First Covid 19 deaths in US occurred WEEKS EARLIER than previously thought

People in the US were dying of the novel coronavirus weeks before authorities officially reported the first death linked to the disease, new data published in Santa Clara County, California reveals.

Autopsies performed on two people who died at home on February 6 and February 17 show that their tissues were infected with Covid-19, Santa Clara health authorities said in a statement, adding that another previously unreported death associated with the coronavirus had occurred on March 6.

The first coronavirus-linked death in America was originally believed to have occurred on February 29. At that time, the Centers for Disease Control and Prevention (CDC) confirmed that a man in his 50s had died in Washington state. 

The California cases were not previously associated with the epidemic as these victims died at a time when “only individuals with a known travel history and who sought medical care for specific symptoms” were being tested, the statement said.

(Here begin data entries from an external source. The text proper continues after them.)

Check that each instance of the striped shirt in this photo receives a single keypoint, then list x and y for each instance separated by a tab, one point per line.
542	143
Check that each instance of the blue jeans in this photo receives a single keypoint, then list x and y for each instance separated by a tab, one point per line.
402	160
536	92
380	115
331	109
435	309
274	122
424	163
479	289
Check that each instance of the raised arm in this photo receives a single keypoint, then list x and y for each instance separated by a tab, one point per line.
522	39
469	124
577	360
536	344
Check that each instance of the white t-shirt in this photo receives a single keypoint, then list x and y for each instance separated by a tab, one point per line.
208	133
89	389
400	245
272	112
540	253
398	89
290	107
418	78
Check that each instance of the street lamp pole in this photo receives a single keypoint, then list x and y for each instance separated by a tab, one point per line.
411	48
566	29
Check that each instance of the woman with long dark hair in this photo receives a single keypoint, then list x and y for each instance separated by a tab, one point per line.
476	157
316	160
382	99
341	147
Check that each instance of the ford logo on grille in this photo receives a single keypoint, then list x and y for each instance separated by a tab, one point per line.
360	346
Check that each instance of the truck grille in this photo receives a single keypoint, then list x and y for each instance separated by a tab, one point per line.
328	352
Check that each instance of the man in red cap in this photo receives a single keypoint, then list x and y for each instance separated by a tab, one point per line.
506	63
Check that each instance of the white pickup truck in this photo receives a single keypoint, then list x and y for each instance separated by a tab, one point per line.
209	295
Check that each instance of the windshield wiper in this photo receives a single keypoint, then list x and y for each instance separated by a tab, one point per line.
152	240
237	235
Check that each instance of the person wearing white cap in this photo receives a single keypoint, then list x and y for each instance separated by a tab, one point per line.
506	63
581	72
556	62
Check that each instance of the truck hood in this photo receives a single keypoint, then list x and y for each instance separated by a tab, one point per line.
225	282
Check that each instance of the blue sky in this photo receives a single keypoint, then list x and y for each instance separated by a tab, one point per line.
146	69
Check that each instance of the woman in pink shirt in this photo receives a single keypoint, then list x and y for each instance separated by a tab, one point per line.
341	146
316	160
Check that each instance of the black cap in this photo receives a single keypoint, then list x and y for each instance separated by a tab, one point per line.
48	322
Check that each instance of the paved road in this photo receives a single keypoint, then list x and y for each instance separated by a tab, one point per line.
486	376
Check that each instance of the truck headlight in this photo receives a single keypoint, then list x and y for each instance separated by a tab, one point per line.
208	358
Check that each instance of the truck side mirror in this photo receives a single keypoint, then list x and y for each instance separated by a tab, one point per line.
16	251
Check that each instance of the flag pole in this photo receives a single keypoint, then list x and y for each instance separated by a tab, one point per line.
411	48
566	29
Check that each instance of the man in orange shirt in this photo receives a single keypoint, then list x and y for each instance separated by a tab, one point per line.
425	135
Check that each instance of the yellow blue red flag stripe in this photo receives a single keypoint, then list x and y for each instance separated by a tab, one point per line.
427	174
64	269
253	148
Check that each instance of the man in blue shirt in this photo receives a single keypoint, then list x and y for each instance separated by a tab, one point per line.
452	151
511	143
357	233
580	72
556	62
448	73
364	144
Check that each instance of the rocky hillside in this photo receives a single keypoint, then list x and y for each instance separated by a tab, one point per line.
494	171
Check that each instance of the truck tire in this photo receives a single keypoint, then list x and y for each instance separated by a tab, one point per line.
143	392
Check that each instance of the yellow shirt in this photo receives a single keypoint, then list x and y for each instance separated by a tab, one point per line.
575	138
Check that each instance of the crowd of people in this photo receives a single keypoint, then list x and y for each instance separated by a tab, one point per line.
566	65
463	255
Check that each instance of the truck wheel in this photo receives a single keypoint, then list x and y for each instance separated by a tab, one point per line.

The news suggests that the virus may have been circulating in the US earlier than previously thought. Santa Clara County Executive Jeff Smith said the fact that several people were apparently infected “right around the beginning of February and late January” – and that two of them had passed away – meant “the virus has been around for a while.”

According to Mercury News, both of the fatal cases are believed to have originated in the community and were not associated with foreign travel. This also means that community transmission in America had started well before the first such case was officially reported on February 26.

The US has seen more than 800,000 confirmed coronavirus cases to date. More than 45,000 Americans died of Covid-19.